Kolmogorov equations on spaces of measures associated to nonlinear filtering processes

TL;DR

This paper develops backward Kolmogorov equations on measure spaces related to nonlinear filtering, proving existence, uniqueness, and regularity of solutions without assuming densities, thus advancing the mathematical understanding of measure-valued filtering processes.

Contribution

It introduces a novel approach to Kolmogorov equations on measure spaces for filtering, avoiding density assumptions and establishing foundational results on solutions and derivatives.

Findings

Proved existence and uniqueness of classical solutions.

Developed Itô formulas for measure-valued processes.

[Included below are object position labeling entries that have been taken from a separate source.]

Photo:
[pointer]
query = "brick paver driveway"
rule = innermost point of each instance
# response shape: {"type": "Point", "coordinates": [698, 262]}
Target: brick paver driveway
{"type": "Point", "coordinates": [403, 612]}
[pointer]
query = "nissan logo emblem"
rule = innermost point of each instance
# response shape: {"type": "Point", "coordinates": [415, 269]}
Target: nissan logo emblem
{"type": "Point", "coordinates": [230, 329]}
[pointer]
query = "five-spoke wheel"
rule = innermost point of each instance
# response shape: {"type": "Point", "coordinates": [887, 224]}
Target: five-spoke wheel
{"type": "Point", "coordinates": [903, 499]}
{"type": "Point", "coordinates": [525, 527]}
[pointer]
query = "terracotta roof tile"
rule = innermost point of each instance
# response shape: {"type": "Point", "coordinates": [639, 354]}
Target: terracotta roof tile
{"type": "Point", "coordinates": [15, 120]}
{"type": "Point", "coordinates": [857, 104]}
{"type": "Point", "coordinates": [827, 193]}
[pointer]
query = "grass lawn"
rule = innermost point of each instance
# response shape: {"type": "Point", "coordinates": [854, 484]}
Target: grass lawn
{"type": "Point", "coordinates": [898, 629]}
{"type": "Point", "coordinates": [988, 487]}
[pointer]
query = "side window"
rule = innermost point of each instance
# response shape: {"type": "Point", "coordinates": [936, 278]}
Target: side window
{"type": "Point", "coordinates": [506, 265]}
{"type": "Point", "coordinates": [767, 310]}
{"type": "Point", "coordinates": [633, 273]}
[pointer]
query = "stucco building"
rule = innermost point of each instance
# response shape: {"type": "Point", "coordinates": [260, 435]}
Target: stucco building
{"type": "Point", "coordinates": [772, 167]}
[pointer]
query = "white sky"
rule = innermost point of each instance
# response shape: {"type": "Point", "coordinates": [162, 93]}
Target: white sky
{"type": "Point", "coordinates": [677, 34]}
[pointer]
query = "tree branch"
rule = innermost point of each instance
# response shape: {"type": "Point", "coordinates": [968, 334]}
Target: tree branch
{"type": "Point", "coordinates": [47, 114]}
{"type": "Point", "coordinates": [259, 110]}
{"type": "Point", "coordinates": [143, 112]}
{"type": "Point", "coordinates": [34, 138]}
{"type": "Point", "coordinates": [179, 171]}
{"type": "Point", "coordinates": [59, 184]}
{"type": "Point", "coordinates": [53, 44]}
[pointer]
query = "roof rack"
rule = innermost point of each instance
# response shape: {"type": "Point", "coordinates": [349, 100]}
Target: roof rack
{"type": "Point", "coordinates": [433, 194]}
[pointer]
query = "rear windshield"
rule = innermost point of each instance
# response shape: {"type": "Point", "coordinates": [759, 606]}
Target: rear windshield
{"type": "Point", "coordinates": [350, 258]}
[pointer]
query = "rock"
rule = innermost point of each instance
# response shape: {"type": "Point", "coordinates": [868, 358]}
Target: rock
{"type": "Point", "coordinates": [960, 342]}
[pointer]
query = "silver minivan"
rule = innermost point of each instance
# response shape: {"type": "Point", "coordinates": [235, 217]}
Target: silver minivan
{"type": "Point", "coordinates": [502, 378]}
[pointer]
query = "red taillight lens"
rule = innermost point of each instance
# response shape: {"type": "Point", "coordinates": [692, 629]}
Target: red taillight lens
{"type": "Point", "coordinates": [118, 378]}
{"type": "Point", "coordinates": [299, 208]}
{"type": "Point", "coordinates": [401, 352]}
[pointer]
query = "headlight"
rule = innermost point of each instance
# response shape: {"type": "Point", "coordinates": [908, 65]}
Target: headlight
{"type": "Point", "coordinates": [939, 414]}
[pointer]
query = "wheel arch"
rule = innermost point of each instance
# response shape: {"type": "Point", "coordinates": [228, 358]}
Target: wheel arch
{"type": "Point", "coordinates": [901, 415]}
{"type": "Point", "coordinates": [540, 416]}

Analyzed regularity of solutions with respect to initial data.

Abstract

We introduce and study some backward Kolmogorov equations associated to stochastic filtering problems. Measure-valued processed arise naturally in the context of stochastic filtering and one can formulate two stochastic differential equations, called Zakai and Kushner-Stratonovitch equation, that are satisfied by a positive measure and a probability measure-valued process respectively. The associated Kolmogorov equations have been intensively studied, mainly assuming that the measure-valued processes admit a density and then by exploiting stochastic calculus techniques in Hilbert spaces. Our approach differs from this since we do not assume the existence of a density and we work directly in the context of measures. We first formulate two Kolmogorov equations of parabolic type, one on a space of positive measures and one on a space of probability measures, and then we prove existence and uniqueness of classical solutions. In order to do that, we prove some intermediate results of independent interest. In particular, we prove It\^o formulas for the composition of measure-valued filtering processes and real-valued functions. Moreover we study the regularity of the solution to the filtering equations with respect to the initial datum. In order to achieve these results, proper notions of derivatives on space of positive measures have been introduced and discussed.